及川 初めて会ったのは高校生の頃で、その後よく一緒に野球の試合をしたりしていて。

トノ(殿岡)と一緒にいると、殿岡と及川が仲良くしているのは意外だってよく言われるけど、ちゃんと互いの活動を評価しているし、八王子を盛り上げるためには互いの活動が必要だってわかっているから自分たちからすると一緒にいて当然なんだよね。

 

殿岡 昔、オイケン(及川)が政治家になると言い出したときに聞いた政策の1つに、まちの中にある行政や民間が持て余している施設をもっとアーティストに開放したいというのがあって、それを聞いた時にこいつはちゃんと俺らダンサーのことも考えてくれているなと感じたのが大きいです。あとは、市議会議員という公的な立場で活動しているオイケンと連携することで、より幅広い人たちにダンスのイメージを伝えられるというのも理由の1つです。

 

及川 僕も昔の話をすると、トノがストリートダンスっていうアンダーグラウンドなカルチャーを世間から認めてもらえるカルチャー(文化)にしたいって言っていたのがすごく印象に残っていて。
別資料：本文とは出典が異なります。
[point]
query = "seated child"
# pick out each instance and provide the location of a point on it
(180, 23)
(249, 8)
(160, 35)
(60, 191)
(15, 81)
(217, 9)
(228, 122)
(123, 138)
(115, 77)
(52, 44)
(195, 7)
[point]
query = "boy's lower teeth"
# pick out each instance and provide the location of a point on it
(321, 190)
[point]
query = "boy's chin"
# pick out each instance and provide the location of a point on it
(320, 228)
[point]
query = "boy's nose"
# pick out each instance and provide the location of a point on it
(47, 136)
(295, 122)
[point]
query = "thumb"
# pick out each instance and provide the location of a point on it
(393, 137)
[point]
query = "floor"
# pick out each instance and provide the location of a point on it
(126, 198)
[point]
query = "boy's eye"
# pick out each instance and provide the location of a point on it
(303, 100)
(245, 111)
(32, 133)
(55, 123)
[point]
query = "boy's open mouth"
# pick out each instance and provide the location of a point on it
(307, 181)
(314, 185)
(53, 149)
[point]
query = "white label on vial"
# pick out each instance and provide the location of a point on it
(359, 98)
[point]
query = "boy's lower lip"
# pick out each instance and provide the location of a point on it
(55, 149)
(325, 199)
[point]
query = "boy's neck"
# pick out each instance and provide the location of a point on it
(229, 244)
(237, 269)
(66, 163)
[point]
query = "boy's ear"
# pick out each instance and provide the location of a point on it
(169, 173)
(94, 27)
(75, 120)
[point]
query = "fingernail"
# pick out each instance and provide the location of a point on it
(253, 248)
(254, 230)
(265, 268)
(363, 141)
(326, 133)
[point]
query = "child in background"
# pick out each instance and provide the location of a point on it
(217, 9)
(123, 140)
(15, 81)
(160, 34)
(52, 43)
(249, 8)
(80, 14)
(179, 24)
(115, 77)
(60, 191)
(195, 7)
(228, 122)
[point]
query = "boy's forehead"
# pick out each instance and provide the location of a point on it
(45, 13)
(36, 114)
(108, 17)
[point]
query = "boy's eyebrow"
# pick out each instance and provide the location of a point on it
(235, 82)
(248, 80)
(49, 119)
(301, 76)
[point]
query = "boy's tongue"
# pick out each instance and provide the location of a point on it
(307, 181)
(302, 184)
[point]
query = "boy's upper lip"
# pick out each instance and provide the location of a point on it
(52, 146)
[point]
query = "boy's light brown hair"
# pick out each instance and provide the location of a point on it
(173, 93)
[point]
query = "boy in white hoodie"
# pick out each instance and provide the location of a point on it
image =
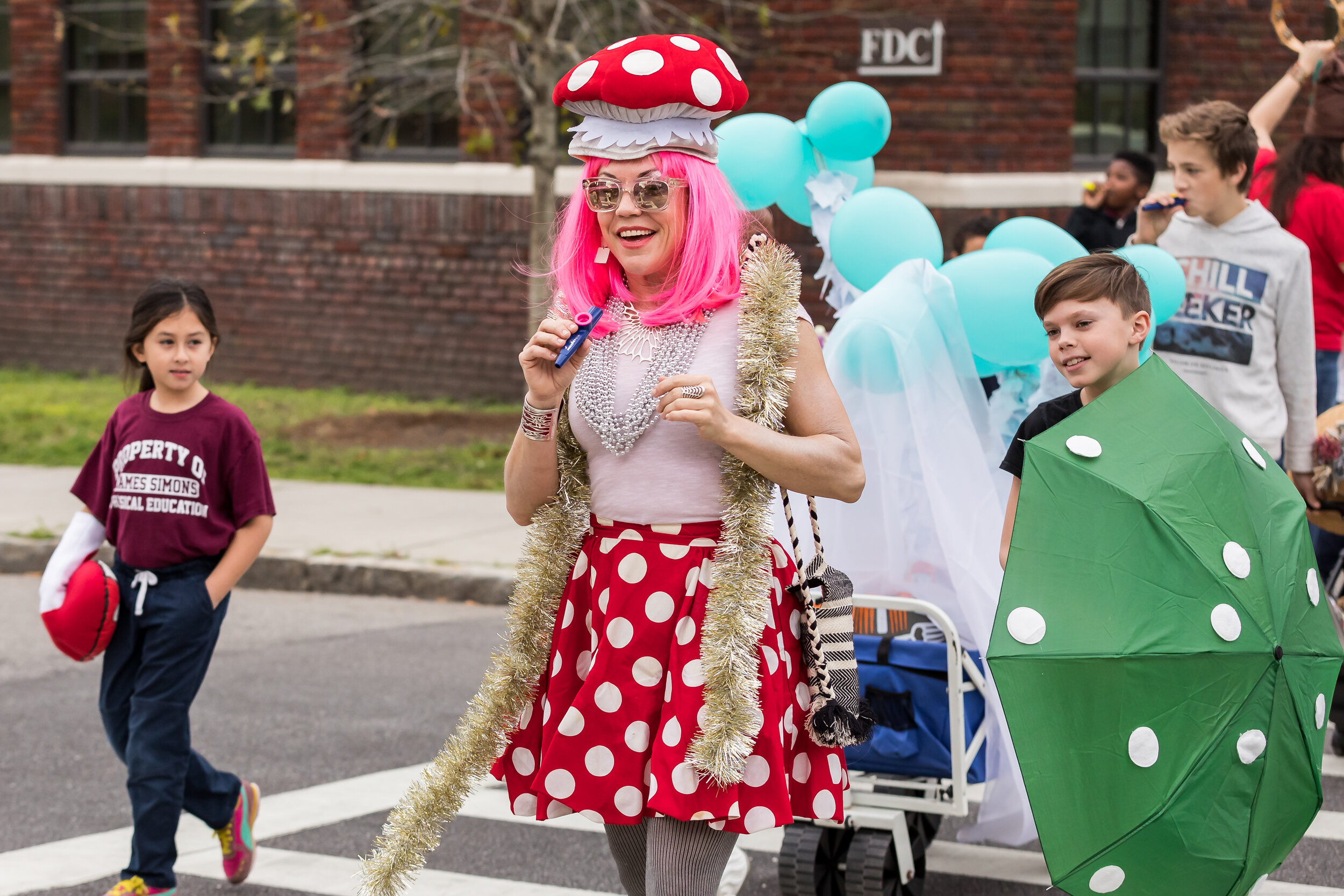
(1245, 336)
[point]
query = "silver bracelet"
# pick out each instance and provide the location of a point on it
(539, 425)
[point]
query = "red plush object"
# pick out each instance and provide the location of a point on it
(651, 71)
(84, 623)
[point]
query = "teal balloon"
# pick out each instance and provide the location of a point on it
(848, 121)
(864, 171)
(869, 359)
(760, 155)
(985, 369)
(793, 199)
(1036, 235)
(880, 229)
(795, 203)
(996, 291)
(1164, 277)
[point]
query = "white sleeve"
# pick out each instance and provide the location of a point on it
(84, 536)
(1295, 350)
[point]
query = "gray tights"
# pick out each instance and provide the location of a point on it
(670, 857)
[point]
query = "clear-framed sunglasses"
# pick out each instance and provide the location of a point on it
(649, 194)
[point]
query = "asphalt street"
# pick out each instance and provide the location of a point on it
(318, 690)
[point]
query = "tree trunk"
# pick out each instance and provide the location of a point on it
(545, 156)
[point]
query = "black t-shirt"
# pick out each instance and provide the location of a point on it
(1046, 415)
(1095, 229)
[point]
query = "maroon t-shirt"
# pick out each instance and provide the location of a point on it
(175, 486)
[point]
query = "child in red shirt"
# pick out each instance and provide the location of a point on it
(1304, 190)
(179, 486)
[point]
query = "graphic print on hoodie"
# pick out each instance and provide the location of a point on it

あれから何年か経った今、これまでの8 north gateshakeでの活動を通して、その感触はどう?

 

殿岡 ダンススタジオを開校して、子供たちを対象としたレッスンを通して、ダンスをする子供たちが増えてきて。お子さんの応援をきっかけに親御さんたちもダンスを知ってくれるようになって、ダンスに対する一般的な認知度が高まってきたのを実感してるよ。全国にダンススタジオが広がってきたのも大きいし、シェイクの影響も大きいと自負している。優れた講師陣を招いて、他のダンサーたちにもプロ意識を持ってもらうことで、礼儀などもよくなり、世の中に評価してもらえる様になってきた。ヒップホップのアンダーグラウンドな部分を残したまま、一般的なイメージも良くなってきていると思う。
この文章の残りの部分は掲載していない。